The Second Sunscreen

“Step two in my sunscreen routine. I put a few dabs of this around my face and particularly under my eyes. It’s a Holy Grail for covering any discoloration and has SPF 50. I would never use this alone, but it’s good as a step to build to in your sunscreen routine.”

The Third Sunscreen

“This is my last sun-care step. It’s also how I reapply sunscreen throughout the day, particularly during the summer. While you don’t need to reapply as often as when you’re sweating on the beach, in the summer, you are spending a lot of time outdoors. Even when I’m working all day, I’ll go get food or drinks with friends when it’s still light out. Sunscreens break down throughout the day, and most dermatologists will tell you to reapply every two hours. I reapply around lunch and 6 p.m. in the summer, particularly because my office has a lot of natural light.
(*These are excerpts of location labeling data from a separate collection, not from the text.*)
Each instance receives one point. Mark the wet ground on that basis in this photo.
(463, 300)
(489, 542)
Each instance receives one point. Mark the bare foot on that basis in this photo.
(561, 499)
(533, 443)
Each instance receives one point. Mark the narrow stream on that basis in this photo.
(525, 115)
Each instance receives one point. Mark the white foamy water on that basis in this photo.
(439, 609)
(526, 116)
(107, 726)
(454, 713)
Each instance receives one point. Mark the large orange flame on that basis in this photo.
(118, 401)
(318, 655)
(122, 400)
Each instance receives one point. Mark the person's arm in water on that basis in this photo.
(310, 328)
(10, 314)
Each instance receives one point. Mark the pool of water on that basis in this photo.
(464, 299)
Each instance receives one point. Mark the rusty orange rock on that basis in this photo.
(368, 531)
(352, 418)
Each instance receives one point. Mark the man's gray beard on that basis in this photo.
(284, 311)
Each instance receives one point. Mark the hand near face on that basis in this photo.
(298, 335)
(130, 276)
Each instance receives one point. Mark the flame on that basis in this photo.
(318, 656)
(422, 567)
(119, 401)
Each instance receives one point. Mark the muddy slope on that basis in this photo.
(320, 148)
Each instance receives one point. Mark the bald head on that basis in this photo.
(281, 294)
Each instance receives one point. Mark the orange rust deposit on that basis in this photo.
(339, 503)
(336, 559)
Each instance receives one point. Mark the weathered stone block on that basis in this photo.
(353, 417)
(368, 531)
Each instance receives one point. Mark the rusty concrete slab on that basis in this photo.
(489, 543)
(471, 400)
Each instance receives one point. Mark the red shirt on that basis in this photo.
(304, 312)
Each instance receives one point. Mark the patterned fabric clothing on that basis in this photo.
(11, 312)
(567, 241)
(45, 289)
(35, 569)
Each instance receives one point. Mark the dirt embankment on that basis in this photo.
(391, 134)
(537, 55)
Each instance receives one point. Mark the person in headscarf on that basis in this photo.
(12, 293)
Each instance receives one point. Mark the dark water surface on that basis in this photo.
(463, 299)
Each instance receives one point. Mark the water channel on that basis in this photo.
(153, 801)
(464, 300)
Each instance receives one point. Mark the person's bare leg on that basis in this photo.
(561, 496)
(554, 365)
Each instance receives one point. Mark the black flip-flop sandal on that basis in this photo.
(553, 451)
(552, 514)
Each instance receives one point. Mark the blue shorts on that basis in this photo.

I tend to forget reapplying in the winter; I’m lucky if I step foot outside, and due to my rosacea, I cover my face in a scarf (wind burn can turn into a breakout fast for me). This mineral powder sunscreen has a brush and a built-in powder, so it’s great on the go. Mineral powders are good if you hate the texture of sunscreen. I also use this on my neck, ears, and hairline to get all the areas an SPF may not have hit. Plus, it gives you a mild glow, necessary for anyone who used to be obsessed with tanning.”